One can show that the group $A(N)$ generated by all permutations $\pi_{d\vert N}$
associated to divisors of $N$ is abelian. (The group
$A(N)$ is in fact generated by $\pi_{p\vert N}$ for $p$ running through
all prime divisors of $N$.)
Example: $A(p^k)$ is cyclic of order $k$ if $p$ is prime.

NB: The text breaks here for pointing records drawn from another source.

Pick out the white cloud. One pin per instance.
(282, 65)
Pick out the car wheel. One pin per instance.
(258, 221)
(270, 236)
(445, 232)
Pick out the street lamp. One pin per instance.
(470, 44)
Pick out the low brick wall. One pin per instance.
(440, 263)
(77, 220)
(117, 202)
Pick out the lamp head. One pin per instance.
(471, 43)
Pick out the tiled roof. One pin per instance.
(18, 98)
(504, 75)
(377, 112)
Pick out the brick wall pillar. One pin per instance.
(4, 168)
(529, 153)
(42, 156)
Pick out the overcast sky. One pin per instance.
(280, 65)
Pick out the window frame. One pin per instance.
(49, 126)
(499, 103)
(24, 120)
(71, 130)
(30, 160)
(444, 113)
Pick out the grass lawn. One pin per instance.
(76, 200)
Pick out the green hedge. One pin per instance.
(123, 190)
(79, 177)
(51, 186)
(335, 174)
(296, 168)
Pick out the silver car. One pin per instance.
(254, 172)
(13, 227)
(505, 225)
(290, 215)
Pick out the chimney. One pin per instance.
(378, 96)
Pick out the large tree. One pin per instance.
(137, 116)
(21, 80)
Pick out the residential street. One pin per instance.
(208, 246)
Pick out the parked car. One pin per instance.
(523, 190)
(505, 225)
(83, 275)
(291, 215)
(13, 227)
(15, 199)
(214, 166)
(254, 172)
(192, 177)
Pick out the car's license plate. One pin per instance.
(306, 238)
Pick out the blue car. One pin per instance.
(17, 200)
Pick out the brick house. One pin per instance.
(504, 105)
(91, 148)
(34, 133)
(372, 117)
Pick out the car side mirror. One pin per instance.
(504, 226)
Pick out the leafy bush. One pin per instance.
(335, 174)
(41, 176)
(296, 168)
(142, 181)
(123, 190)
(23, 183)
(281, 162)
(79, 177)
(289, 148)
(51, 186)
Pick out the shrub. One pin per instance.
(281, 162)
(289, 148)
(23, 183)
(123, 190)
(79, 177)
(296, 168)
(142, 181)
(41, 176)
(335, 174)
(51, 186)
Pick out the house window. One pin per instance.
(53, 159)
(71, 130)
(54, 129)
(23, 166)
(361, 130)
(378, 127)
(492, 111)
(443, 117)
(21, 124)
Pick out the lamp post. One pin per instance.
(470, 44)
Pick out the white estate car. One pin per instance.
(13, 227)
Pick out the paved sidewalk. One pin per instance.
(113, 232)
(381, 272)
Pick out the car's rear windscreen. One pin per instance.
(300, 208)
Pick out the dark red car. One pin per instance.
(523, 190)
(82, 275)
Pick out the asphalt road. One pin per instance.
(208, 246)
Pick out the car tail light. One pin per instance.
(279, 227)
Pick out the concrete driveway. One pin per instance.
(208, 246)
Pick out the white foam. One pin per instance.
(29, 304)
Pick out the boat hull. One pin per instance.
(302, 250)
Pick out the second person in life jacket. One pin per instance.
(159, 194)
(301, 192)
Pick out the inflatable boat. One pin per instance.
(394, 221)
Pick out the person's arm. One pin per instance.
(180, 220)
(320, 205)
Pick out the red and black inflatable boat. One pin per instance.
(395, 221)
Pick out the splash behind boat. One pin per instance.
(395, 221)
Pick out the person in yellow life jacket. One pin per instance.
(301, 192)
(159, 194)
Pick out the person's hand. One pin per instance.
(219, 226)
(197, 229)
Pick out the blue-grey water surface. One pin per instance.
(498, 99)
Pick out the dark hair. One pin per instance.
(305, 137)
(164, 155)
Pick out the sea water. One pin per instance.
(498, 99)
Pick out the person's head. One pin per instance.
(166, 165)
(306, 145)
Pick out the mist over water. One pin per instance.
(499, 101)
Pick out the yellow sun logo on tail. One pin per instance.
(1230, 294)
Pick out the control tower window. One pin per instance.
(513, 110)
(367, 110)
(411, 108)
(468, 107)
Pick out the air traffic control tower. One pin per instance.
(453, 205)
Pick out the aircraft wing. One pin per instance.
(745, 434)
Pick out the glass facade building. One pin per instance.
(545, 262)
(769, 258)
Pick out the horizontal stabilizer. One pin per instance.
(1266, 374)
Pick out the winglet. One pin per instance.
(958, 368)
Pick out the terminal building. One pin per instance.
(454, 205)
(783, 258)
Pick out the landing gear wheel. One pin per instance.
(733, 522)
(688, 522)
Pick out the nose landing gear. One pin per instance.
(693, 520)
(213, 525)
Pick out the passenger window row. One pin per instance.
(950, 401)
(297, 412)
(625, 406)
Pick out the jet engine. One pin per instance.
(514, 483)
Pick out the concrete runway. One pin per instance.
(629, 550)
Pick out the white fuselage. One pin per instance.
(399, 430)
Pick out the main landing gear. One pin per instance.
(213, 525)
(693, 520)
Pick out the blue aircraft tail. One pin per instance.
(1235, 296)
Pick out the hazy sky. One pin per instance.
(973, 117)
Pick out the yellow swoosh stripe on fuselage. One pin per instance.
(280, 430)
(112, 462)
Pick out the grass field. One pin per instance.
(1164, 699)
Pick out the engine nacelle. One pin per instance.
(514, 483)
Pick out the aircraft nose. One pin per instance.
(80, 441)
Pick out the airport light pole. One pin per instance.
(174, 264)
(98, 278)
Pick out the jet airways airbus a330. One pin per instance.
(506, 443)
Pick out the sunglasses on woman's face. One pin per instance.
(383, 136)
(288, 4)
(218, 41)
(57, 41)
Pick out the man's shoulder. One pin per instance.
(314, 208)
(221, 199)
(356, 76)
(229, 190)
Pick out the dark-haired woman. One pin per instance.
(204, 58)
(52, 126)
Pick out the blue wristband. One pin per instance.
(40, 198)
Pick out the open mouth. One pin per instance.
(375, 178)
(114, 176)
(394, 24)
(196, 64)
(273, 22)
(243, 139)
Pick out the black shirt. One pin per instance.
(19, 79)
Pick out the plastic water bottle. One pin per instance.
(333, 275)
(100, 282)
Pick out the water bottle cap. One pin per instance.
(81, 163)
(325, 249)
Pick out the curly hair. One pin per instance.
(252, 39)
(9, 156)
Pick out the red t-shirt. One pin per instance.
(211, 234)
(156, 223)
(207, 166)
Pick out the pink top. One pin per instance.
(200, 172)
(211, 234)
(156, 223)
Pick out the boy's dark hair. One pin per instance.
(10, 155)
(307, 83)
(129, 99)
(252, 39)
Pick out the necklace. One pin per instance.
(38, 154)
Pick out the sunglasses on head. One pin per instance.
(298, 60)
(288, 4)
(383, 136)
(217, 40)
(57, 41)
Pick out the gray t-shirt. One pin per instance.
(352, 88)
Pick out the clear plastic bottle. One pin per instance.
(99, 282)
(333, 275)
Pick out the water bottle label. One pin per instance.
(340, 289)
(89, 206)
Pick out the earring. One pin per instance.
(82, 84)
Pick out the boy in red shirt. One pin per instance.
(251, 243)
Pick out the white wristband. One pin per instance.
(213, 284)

It seems that $A(N)$ is fairly small:
I have no example of $N\geq 3$ such that $A(N)$ has more than $N-2$ elements.
(It is however not cyclic
in general.)
What does the group $A(N)$ measure?
Best Answer
All the $\tau$'s fix $0$ so we can look at how they behave on the set $\{1,2,\dots,N-1\}$. We have $$\tau_{d|N}(kd+r)=k+\frac{rN}{d}=\left[\frac{N}{d}(kd+r)\right]_{\pmod{N-1}}$$ where $[a]_{\pmod{N-1}}$ is the unique integer in $\{1,2,\dots, N-1\}$ congruent to $a\pmod{N-1}$. So $\tau_{d|N}$ is the same as multiplication by $\frac{N}{d}$ modulo $N-1$.
Therefore we see that the group $A(N)$ is the subgroup of $(\mathbb Z/(N-1)\mathbb Z)^{\times}$ generated by the divisors of $N$, therefore $$|A(N)|\le \varphi(N-1)\le N-2$$ as predicted by the OP.